多层感知器74的输入为总特征73,输出为客观先验评价结果。多层感知器74用于对总特征73进行识别和分类,提取出其中有用的信息,并得出客观先验特征评价结果。
综上,通过客观先验评价结果可以得到隐式的客观体验结果,例如,账号权威度对文章内容的影响、文章中修辞手法的运用对文章内容的影响等。这些影响是难以被注意到,但又实际存在的。客观先验评价结果可以将这些隐式的客观体验结果具象化,方便得出合理的评 价结果。
步骤407:提取至少两个维度的特征信息中的文章词向量。
可选地,由预先训练完成的神经网络模型提取至少两个维度的特征信息中的文章词向量。
步骤408:将文章词向量输入到文本子网络中,获得文章内容的文本评价结果。
图8示出了本申请一个示例性实施例示出的文本子网络的示例性结构图。该文本子网络包括了transformer编码器81、transformer编码器82和多层感知器层84。
transformer编码器81的输入为文章词向量W1至Wn(n表示句子中词语的最大个数),输出为文章句向量S1至SL(L表示文章内容中句子的最大个数)。transformer编码器会将输入的n个文章词向量进行组合输出L个文章句向量。

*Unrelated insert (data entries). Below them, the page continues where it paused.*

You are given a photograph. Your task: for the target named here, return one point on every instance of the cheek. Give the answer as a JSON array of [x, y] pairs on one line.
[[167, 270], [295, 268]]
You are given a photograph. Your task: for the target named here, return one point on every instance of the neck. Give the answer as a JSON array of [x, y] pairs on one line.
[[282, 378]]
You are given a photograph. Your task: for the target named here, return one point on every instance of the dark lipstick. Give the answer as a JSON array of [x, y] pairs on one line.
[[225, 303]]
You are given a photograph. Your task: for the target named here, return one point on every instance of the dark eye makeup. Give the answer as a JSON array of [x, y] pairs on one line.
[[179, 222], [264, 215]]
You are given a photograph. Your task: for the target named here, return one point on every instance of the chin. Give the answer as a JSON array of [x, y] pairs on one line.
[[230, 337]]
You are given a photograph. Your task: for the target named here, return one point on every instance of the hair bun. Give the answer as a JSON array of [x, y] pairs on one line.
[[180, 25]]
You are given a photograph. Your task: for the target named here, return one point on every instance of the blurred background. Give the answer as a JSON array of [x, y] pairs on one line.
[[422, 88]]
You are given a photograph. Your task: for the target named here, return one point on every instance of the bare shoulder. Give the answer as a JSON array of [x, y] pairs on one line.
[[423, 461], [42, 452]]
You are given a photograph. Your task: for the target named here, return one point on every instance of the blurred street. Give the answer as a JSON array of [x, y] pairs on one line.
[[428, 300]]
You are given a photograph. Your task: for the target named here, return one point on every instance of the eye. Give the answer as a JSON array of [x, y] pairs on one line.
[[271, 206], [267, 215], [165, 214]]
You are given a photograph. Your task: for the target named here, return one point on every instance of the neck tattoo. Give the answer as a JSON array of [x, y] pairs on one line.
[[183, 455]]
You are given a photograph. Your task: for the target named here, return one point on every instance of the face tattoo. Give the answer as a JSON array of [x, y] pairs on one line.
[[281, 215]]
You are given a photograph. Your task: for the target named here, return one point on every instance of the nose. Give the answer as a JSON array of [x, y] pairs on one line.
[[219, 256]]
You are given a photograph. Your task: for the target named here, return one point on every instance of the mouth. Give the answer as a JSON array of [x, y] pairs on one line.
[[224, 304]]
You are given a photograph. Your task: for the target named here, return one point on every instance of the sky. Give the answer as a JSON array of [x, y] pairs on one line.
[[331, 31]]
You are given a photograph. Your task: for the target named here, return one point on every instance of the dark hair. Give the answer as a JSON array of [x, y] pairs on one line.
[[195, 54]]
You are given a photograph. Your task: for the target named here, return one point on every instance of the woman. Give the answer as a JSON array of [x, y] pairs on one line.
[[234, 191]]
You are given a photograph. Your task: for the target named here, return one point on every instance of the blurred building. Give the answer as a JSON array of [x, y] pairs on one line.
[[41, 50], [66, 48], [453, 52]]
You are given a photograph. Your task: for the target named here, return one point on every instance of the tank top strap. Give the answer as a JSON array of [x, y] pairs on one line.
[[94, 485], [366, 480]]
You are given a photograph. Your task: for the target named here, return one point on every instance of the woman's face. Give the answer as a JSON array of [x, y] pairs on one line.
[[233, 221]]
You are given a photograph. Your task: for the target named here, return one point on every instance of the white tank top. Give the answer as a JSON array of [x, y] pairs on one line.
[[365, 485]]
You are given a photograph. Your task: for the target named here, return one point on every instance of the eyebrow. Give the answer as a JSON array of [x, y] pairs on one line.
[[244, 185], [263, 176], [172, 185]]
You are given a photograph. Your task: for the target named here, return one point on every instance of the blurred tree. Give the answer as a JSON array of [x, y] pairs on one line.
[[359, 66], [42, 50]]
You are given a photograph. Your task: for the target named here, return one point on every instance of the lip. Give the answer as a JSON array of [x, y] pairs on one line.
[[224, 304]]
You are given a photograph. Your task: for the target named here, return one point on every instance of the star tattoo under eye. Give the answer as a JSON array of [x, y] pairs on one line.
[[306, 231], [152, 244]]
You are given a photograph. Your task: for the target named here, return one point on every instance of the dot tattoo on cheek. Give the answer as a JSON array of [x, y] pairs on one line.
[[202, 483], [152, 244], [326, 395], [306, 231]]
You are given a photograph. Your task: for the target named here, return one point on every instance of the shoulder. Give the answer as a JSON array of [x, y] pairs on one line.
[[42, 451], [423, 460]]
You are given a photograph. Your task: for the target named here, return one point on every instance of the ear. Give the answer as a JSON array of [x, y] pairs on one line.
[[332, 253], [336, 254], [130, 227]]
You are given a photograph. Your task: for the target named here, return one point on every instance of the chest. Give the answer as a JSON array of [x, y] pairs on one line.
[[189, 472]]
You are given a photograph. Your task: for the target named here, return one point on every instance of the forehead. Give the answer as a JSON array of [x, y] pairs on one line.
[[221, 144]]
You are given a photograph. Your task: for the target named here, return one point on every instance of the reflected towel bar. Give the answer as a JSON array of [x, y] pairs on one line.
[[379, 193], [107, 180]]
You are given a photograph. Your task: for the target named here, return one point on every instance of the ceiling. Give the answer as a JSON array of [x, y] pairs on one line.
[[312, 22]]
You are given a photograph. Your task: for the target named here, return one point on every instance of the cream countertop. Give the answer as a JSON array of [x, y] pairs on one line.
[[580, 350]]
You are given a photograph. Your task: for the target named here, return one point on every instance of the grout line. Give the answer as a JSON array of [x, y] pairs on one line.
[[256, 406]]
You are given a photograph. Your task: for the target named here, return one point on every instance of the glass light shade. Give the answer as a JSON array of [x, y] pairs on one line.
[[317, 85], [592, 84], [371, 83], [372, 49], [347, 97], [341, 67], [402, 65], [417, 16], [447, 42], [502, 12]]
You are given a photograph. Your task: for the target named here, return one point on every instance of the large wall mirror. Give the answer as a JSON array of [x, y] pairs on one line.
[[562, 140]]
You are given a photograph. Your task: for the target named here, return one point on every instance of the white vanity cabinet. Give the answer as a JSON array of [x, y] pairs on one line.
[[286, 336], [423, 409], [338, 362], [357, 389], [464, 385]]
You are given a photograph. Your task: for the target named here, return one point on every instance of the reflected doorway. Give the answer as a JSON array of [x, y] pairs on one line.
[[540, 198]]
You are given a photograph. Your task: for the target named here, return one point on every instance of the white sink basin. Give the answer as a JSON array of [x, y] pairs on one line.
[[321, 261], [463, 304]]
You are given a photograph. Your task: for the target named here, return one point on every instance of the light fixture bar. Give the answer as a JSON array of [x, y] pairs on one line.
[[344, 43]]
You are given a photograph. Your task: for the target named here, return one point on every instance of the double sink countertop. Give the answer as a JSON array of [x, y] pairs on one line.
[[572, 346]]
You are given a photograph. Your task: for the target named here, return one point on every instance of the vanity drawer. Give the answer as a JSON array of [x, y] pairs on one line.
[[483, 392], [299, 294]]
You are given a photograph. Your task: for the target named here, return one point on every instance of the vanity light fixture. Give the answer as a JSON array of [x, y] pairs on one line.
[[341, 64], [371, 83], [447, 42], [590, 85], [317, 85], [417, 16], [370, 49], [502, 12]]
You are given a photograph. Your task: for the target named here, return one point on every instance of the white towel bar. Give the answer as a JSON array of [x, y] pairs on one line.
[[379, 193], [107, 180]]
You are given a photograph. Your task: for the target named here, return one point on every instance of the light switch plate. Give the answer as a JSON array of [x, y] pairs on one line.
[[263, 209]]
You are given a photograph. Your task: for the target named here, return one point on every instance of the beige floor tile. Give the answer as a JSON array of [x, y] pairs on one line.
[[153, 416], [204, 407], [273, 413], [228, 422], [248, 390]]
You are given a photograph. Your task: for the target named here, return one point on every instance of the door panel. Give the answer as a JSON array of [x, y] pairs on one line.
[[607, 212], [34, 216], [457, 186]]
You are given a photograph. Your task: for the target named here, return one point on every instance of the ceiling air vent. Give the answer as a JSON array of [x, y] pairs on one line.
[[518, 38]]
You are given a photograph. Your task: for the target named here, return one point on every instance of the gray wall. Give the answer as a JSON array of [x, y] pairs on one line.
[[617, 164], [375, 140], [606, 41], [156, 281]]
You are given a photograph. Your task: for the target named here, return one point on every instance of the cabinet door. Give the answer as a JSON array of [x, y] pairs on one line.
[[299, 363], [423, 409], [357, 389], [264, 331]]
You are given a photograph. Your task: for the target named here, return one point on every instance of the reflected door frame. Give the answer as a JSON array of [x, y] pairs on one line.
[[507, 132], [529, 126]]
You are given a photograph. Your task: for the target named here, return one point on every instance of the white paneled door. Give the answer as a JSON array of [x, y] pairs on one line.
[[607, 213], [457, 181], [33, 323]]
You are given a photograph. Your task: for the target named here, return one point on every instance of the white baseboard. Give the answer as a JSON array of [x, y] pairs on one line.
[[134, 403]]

transformer编码器82的输入是文章句向量S1至SL,输出为文本特征向量83,其中,文本特征向量H表示是文章内容中全部的文字对应的特征向量。transformer编码器会将输入的L个文章句向量进行组合输出文本特征向量83。
多层感知器层84的输入为文本特征向量83,输出为文本评价结果。多层感知器层84用于对输入的文本特征向量进行识别和分类,提取出其中有用的信息,并得出文本评价结果。
综上,文本评价结果是对文本的具体评价,由于输入的特征均与文本高度关联,故可以得到对文章内容中的文本的最为准确的评价结果,使得最终的评价结果在文本方面更为准确。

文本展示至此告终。